DELİLLERİN DEĞERLENDİRİLMESİ VE KANAAT :
Tüm dosya kapsamından;— tarihinde davalı tarafa sigortalı — yönetimindeki—– plakalı aracın çarpışması neticesinde maddi hasarlı trafik kazası meydana geldiği, kazanın meydana gelmesinde dikkatini yola vermeyen, görüş alanını, mevcut trafiğin seyir durumunu dikkate almayan, kontrolsüz şekilde şerit değiştirerek sağındaki şeritte seyir halinde dolan dava konusu aracın sol yan arka kısmına çarparak kazayı başlatan davalı tarafa sigortalı araç sürücüsünün tam kusurlu olduğu, kaza neticesinde— aracın hasara uğradığı ve— dosya kapsamına ve davaya konu aracın durumuna uygun olarak hazırlanması nedeniyle hükme esas alınan bilirkişi raporuna göre aracın kazadan önceki rayiç değerinin—- olduğu, bu nedenle davacı tarafından dava dışı sigortalıya ödenen bedelin gerçek zarar olduğu, kaza sebebiyle hasara uğrayan aracın hasarından davalı sigorta şirketinin Karayolları Trafik Kanununun 97. Maddesine göre sorumlu olduğu, davalının takip tarihinden önce temerrüde düşürüldüğü ispat edilemediğinden takip talebinde yer alan işlemiş faize ilişkin itirazın haklı olduğu, davacı tarafın yasal faiz talep etmesi nedeniyle kabul edilen miktara takip tarihinden itibaren yasal faiz işletilmesi gerektiği, alacağın varlığı ve miktarı yargılamayı gerektirdiğinden icra inkar tazminatına ilişkin talebin reddine karar vermek gerektiği, karar vermek gerektiği sonuç ve vicdani kanaatine(Ay. m.138) varılarak davanın kısmen kabulüne karar vermek gerekmiş ve aşağıdaki şekilde hüküm tesis etmek gerekmiştir.

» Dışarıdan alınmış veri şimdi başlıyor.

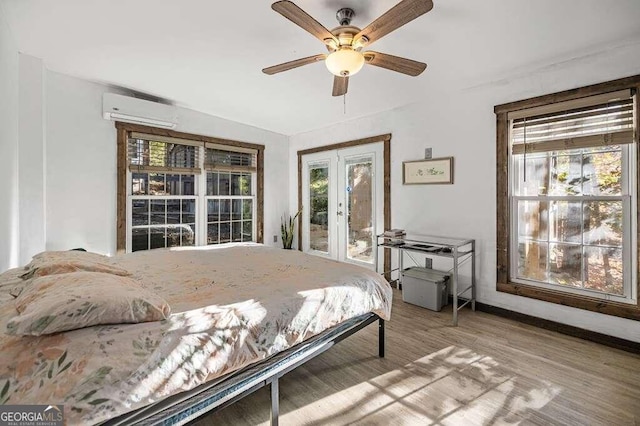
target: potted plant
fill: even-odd
[[[280,233],[282,234],[282,246],[287,250],[291,250],[291,245],[293,244],[293,233],[296,228],[296,219],[298,218],[298,215],[300,215],[300,212],[302,212],[302,209],[298,210],[298,213],[296,213],[295,216],[289,216],[288,220],[285,216],[282,216],[282,220],[280,222]]]

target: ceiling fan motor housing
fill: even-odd
[[[340,25],[351,24],[351,20],[355,16],[356,16],[356,13],[353,11],[353,9],[348,7],[343,7],[342,9],[338,10],[338,12],[336,13],[336,19],[338,20],[338,23],[340,23]]]

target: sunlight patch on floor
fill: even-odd
[[[516,386],[517,385],[517,386]],[[283,413],[307,425],[324,424],[518,424],[561,389],[519,376],[490,357],[450,346],[402,368]]]

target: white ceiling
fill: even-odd
[[[340,7],[364,27],[397,0],[296,0],[328,28]],[[317,63],[261,69],[324,46],[270,1],[0,0],[21,52],[47,68],[157,96],[283,134],[428,99],[443,85],[474,87],[640,39],[638,0],[434,0],[426,15],[371,50],[429,66],[419,77],[365,67],[347,114]]]

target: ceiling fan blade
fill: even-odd
[[[367,43],[373,43],[431,9],[433,9],[432,0],[402,0],[356,34],[353,39],[358,40],[364,36]]]
[[[333,77],[333,96],[342,96],[347,93],[349,88],[349,77]]]
[[[427,64],[424,62],[413,61],[411,59],[388,55],[386,53],[364,52],[363,55],[365,64],[401,72],[402,74],[411,75],[413,77],[422,74],[422,71],[427,68]]]
[[[262,72],[265,74],[273,75],[282,71],[289,71],[294,68],[301,67],[303,65],[309,65],[314,62],[324,61],[326,58],[327,58],[327,55],[325,54],[309,56],[306,58],[296,59],[295,61],[285,62],[284,64],[278,64],[269,68],[265,68],[262,70]]]
[[[331,34],[328,29],[294,3],[290,1],[277,1],[271,5],[271,9],[275,10],[303,30],[309,32],[321,42],[326,44],[325,40],[328,39],[339,44],[338,39]]]

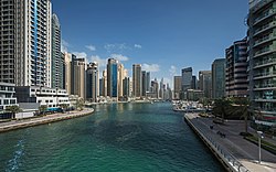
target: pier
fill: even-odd
[[[0,122],[0,132],[77,118],[77,117],[91,115],[94,109],[84,109],[82,111],[76,111],[76,110],[70,111],[68,114],[59,112],[59,114],[53,114],[53,115],[46,115],[43,117]]]
[[[276,171],[276,155],[262,149],[263,158],[259,164],[258,147],[238,135],[241,128],[234,121],[214,125],[212,118],[202,118],[198,114],[187,114],[184,120],[227,171]]]

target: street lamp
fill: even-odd
[[[264,138],[263,131],[257,131],[258,135],[258,163],[261,163],[261,139]]]

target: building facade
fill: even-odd
[[[50,0],[0,3],[0,82],[51,87]]]
[[[173,99],[180,99],[182,76],[173,77]]]
[[[134,97],[141,97],[141,65],[132,65],[132,92]]]
[[[276,1],[250,1],[248,80],[255,122],[276,123]]]
[[[52,88],[64,88],[64,55],[61,52],[61,24],[56,14],[52,15]]]
[[[118,61],[115,58],[107,62],[107,96],[118,100]]]
[[[86,60],[85,58],[73,58],[73,79],[72,88],[73,95],[78,95],[78,97],[85,99],[86,97],[86,78],[85,78],[85,71],[86,71]]]
[[[98,64],[89,63],[86,69],[86,100],[97,103],[99,96]]]
[[[212,63],[212,98],[225,96],[225,58],[214,60]]]
[[[234,42],[225,50],[225,96],[247,96],[247,39]]]
[[[36,103],[40,106],[60,107],[70,105],[68,94],[65,89],[39,86],[17,86],[15,97],[18,103]]]

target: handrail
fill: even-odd
[[[190,119],[188,119],[188,121],[190,122],[190,125],[193,126],[195,130],[199,130],[199,133],[204,138],[204,140],[208,141],[209,144],[216,150],[220,157],[226,160],[226,163],[232,166],[232,169],[236,170],[236,172],[250,172],[250,170],[246,169],[233,154],[231,154],[227,150],[223,149],[223,147],[220,143],[215,142],[212,137],[208,136],[204,129],[201,129],[200,126],[195,127],[194,123],[190,121]]]

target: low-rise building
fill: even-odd
[[[19,86],[15,87],[15,97],[19,103],[39,103],[47,107],[59,107],[60,105],[70,105],[68,94],[65,89],[47,88],[39,86]]]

H.Ü.K.Ü.M: Gerekçesi yukarıda açıklandığı üzere;
1-Davanın KISMEN KABULÜNE, KISMEN REDDİNE,
2-Davalı/takip borçlusunun,—-dosyasına vaki itirazının 19.000,00 TL asıl alacak yönünden İPTALİNE, kabulüne karar verilen asıl alacağa takip tarihinden itibaren yasal faiz uygulanmasına,
3-Alacağın likit olmaması nedeniyle icra inkar tazminatı isteminin reddine,
4-Fazlaya ilişkin istemin reddine,
5-Harçlar Kanununa göre alınması gerekli ‭1.297,89‬ TL karar ve ilam harcından peşin alınan 239,40 TL’ nin mahsubu ile bakiye ‭1.058,49‬ TL karar ve ilam harcının davalıdan alınarak hazineye irat kaydına,
6-Davacı kendisini vekil ile temsil ettirdiğinden karar tarihinde yürürlükte bulunan ——– vekalet ücretinin davalıdan alınarak davacıya verilmesine,
7-Davalı kendisini vekil ile temsil ettirdiğinden karar tarihinde yürürlükte bulunan—- vekalet ücretinin davacıdan alınarak davalıya verilmesine,
8-Davacı tarafça yargılama boyunca yapılan 54,40 TL başvuru harcı, 700,00 TL bilirkişi ücreti ve 88,00 TL posta ve tebligat giderinden oluşan ‭842,40‬ TL’den kabul ret oranına göre hesaplanan 790,18 TL ile 239,40 TL peşin harç olmak üzere toplam ‭1.029,58 TL’nin davalıdan alınarak davacıya verilmesine,
9-6325 Sayılı Yasa’ nın 18/A maddesinin 11 ve 13. Fıkraları uyarınca zorunlu arabuluculuk nedeniyle arabulucuya hazine tarafından ödenen —haklılık durumuna göre hesaplanan 1.265,30 TL’sinin davalıdan ve 54,70 TL’sinin davacıdan tahsili ile hazineye irat kaydına,
10-Yatırılan avanstan kullanılan kısmın mahsubu ile bakiye kısmın kararın kesinleşmesi ve talep halinde davacı tarafa iadesine,
Dair, davacı vekilinin yüzüne karşı, diğerlerinin yokluğunda, gerekçeli kararın taraflara tebliğinden itibaren 2(iki) hafta içinde Mahkememize veya Mahkememize gönderilmek üzere bulunulan yer yada başka bir yer Asliye Ticaret Mahkemesine verilecek bir dilekçe ile başvurmak ve istinaf harç ve masraflarını karşılamak koşulu ile İstanbul Bölge Adliye Mahkemesi’ne istinaf yasa yolunun açık olduğu, istinaf dilekçesinde istinaf yoluna başvuru konusu edilen hususlar ile nedenlerinin belirtilmesinin gerektiği, istinaf yoluna başvurulmasının İİK’nın 36. maddesi saklı kalmak kaydıyla kararın icrasını durdurmayacağı, süresi içerisinde karara karşı istinaf yoluna başvurulmaması halinde hükmün kesin hüküm ve kesin delil oluşturacağı açıklanmak suretiyle açık duruşmada verilen karar açıkça okunup usulen anlatıldı.